しめじが生で食べられるのかを、詳しく調査してみました!
- しめじを生・生焼けで食べると危険!腹痛など食中毒の症状が…その理由とは?
- 新鮮なしめじの選び方と安全な食べ方
- しめじの美味しさを引き出したい!SNSなどで人気のしめじレシピを紹介
- しめじの賞味期限はどれくらい?日持ちを長くする保存方法が知りたい!
しめじは、加熱しすぎるとクタっとなってしまいますよね。私は「食感を残したいから、料理の最後に軽く加熱するだけ」という場合もあります。
また、1年中手ごろな値段で手に入るしめじを、普段は何気なく買って・料理している方も多いのではないでしょうか?

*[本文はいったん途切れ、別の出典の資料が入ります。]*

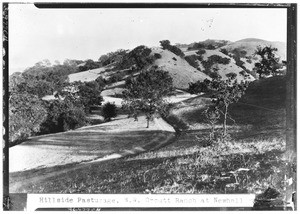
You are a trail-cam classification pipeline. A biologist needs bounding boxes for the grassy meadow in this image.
[9,76,295,205]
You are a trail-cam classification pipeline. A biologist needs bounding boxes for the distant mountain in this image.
[69,38,286,95]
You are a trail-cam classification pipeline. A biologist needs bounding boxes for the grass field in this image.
[8,77,295,202]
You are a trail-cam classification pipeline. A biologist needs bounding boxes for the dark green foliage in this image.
[209,72,221,79]
[220,48,229,56]
[8,91,47,146]
[184,54,199,68]
[10,75,55,98]
[106,73,124,84]
[231,48,247,69]
[40,97,88,134]
[154,53,161,59]
[202,55,230,78]
[254,46,282,77]
[209,73,249,141]
[206,44,216,50]
[188,42,206,50]
[95,76,107,88]
[188,79,210,94]
[116,45,154,70]
[207,55,230,65]
[160,40,184,57]
[79,59,100,71]
[22,63,78,91]
[74,81,103,113]
[188,39,228,50]
[163,114,189,133]
[123,69,173,127]
[101,102,117,121]
[196,49,206,55]
[98,49,127,66]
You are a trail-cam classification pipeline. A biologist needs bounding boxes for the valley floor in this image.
[9,115,175,192]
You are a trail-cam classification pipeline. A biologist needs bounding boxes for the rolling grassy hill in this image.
[9,76,288,194]
[69,38,286,96]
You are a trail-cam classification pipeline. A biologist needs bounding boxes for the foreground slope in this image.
[9,115,174,172]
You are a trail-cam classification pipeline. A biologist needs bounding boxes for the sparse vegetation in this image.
[160,40,184,57]
[101,102,117,121]
[9,36,290,209]
[123,70,173,128]
[154,53,161,59]
[188,79,210,94]
[184,54,199,69]
[255,46,282,78]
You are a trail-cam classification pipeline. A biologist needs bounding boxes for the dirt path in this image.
[9,118,175,193]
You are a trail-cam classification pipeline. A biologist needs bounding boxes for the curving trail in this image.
[9,116,175,193]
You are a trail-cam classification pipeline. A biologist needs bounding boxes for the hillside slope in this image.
[185,50,254,82]
[220,38,286,70]
[152,48,210,89]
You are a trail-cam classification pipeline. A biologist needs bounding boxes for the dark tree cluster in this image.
[98,49,127,66]
[116,45,155,71]
[254,46,283,78]
[196,49,206,55]
[188,39,228,50]
[9,63,104,145]
[220,48,229,56]
[202,55,230,78]
[184,54,202,69]
[189,73,249,142]
[101,102,117,121]
[160,40,184,57]
[78,59,100,71]
[123,69,173,128]
[188,79,210,94]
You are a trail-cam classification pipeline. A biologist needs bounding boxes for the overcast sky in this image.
[9,4,287,73]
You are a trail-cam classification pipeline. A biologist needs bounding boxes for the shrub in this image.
[188,79,210,94]
[220,48,229,56]
[154,53,161,59]
[163,114,189,132]
[95,76,107,88]
[206,44,216,50]
[101,102,117,121]
[160,40,184,57]
[107,73,123,84]
[184,55,199,68]
[196,49,206,55]
[116,45,155,70]
[39,99,88,134]
[208,55,230,65]
[8,92,47,146]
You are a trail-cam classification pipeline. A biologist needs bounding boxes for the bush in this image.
[107,73,123,84]
[163,114,189,132]
[8,92,47,146]
[154,53,161,59]
[101,102,117,121]
[184,55,199,68]
[208,55,230,65]
[188,79,210,94]
[116,45,155,70]
[160,40,184,57]
[196,49,206,55]
[220,48,229,56]
[39,99,88,134]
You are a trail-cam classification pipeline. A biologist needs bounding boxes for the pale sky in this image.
[9,4,287,73]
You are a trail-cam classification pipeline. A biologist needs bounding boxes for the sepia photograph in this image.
[2,3,297,211]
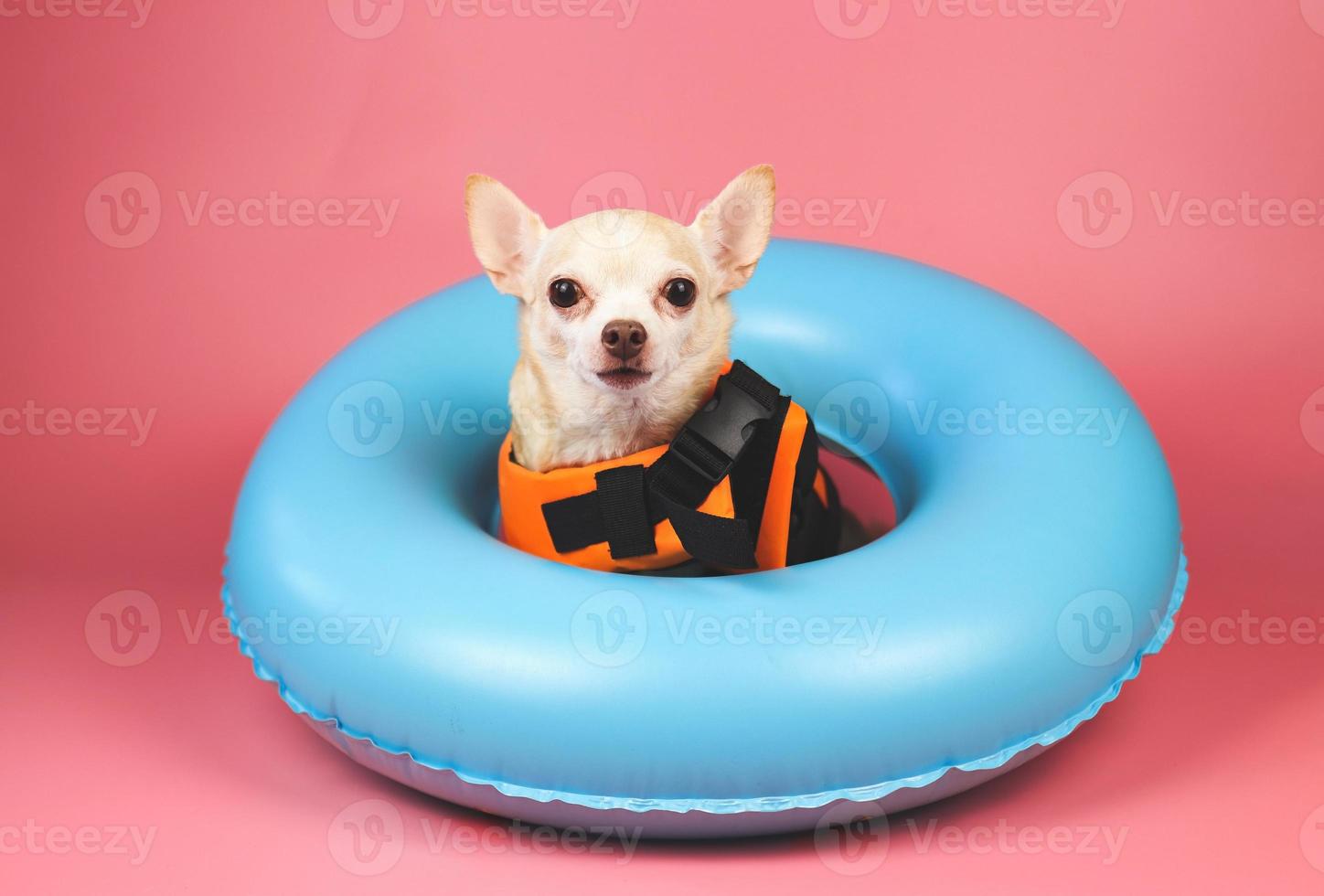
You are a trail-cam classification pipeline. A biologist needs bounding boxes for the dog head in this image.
[466,165,774,401]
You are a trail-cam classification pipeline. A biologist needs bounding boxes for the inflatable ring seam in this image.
[221,548,1191,816]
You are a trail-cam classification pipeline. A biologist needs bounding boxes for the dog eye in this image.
[666,277,695,308]
[547,281,582,308]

下ごしらえや加熱時間なども交えながら、しめじに関する正しい知識をご紹介するので、ぜひ最後までチェックしてみて下さい!
管理栄養士・栄養士
目次
しめじは生で食べると危険!新鮮でも生食がダメな理由とは?
私が「きのこは生食できない」というイメージを持っているのは、下記のような話を聞いたことがあるからです。
-
- しいたけが原因で皮膚炎が起きることがある
- えのきに「フラムトキシン」という赤血球を破壊する毒が含まれている
「しめじにも何か明確に生で食べられない理由があるだろう」と思って調べ始めました。ところが、「しめじを生食できない理由」はハッキリしませんでした。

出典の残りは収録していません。